He was an untiring, left handed, worker who was known for making seemingly endless preliminary studies and trial compositions before he’d even think about a final painting in oils. His paintings manage to pull the spontaneous boldness of a master painter and a draughtsman’s considered intricacy at once.
Dean Cornwell (1892-1960), was born in Louisville, Kentucky. As a child he was entranced by his civil engineer father’s was a civil industrial drawings and grew up to become a prominent and in demand American illustrator and muralist.
Throughout the first half of the 20th century, Dean Cornwell was one of the giants of American illustration. At the peak of his popularity he was nicknamed the “Dean of Illustrators”. It’s incredible to think that magazines once commissioned oil painters as illustrators but they did. Dean’s oil paintings/illustrations frequently featured in popular magazines and books as literary illustrations, advertisements, and posters promoting the war effort.

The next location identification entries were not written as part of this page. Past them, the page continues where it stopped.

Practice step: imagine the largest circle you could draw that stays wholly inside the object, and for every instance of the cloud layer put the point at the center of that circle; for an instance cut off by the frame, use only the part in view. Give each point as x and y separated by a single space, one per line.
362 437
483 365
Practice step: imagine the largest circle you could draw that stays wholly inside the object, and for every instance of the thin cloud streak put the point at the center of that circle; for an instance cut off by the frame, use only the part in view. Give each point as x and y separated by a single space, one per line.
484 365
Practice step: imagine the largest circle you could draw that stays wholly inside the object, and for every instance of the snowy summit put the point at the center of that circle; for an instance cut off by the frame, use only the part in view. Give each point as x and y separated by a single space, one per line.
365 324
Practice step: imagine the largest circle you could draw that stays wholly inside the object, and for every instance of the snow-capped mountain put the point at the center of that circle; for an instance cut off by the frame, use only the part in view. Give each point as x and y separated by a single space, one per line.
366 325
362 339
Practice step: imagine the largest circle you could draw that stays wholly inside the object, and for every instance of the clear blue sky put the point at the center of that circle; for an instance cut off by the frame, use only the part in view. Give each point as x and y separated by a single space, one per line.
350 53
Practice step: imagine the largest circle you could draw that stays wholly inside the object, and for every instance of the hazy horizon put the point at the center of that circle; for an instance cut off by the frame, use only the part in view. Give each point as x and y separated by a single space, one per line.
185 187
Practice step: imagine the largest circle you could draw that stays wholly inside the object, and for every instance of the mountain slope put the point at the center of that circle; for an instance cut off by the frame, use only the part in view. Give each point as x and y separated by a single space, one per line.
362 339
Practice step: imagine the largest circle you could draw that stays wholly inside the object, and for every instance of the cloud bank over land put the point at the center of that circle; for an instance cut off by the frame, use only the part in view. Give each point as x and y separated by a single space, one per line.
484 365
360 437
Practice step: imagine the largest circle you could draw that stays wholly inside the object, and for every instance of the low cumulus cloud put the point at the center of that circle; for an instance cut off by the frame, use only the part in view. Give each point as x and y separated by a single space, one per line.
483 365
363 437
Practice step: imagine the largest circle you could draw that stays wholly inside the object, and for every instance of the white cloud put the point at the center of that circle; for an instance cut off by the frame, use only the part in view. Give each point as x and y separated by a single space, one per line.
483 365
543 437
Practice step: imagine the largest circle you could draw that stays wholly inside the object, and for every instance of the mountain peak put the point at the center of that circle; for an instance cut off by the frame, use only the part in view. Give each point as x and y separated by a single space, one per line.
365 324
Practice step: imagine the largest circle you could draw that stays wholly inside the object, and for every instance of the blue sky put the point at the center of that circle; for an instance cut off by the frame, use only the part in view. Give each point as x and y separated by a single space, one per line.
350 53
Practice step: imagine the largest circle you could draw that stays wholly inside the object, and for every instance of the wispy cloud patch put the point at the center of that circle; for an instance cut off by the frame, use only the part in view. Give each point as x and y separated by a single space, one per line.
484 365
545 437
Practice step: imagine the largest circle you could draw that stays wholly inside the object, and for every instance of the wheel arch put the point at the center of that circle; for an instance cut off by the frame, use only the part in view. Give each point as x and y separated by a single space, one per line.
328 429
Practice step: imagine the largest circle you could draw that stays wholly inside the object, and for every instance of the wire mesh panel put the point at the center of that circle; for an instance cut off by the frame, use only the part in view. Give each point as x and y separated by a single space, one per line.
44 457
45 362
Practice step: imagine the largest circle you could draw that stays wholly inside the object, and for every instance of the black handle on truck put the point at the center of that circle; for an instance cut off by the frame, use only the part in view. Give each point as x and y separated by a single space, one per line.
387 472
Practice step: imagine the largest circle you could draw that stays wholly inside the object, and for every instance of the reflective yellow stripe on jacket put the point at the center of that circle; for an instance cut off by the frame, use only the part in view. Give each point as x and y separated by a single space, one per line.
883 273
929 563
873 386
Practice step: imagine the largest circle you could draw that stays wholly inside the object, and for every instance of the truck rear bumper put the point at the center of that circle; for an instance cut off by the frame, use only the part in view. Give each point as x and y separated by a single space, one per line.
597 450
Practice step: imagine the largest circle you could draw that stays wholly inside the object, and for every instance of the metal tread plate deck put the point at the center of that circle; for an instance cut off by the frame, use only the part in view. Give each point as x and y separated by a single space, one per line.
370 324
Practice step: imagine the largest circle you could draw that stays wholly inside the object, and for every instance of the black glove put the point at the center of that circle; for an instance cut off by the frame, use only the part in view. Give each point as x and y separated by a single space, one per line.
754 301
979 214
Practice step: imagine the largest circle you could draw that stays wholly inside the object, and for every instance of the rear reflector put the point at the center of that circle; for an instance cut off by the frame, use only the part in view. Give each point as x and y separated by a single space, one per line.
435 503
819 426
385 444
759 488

“The Garden Of Peril”, “The Stick-Up”, “The Desert Healer”, “Pursuit”, “City Of Temptation”, and what to make of, “‘Gad,’ Said Heseltine To Peril, ‘If The Doctor Can Only Keep Me Going Long Enough,’?
Like stills from movies we’ll never see, Cornwell’s images sit alone today, as random dramas, thrilling scenes with no context, their actors frozen mid act. These hugely enigmatic moments rendered in Cornwell’s singular evocative style are adrift now for eternity from the tales they were once a part of.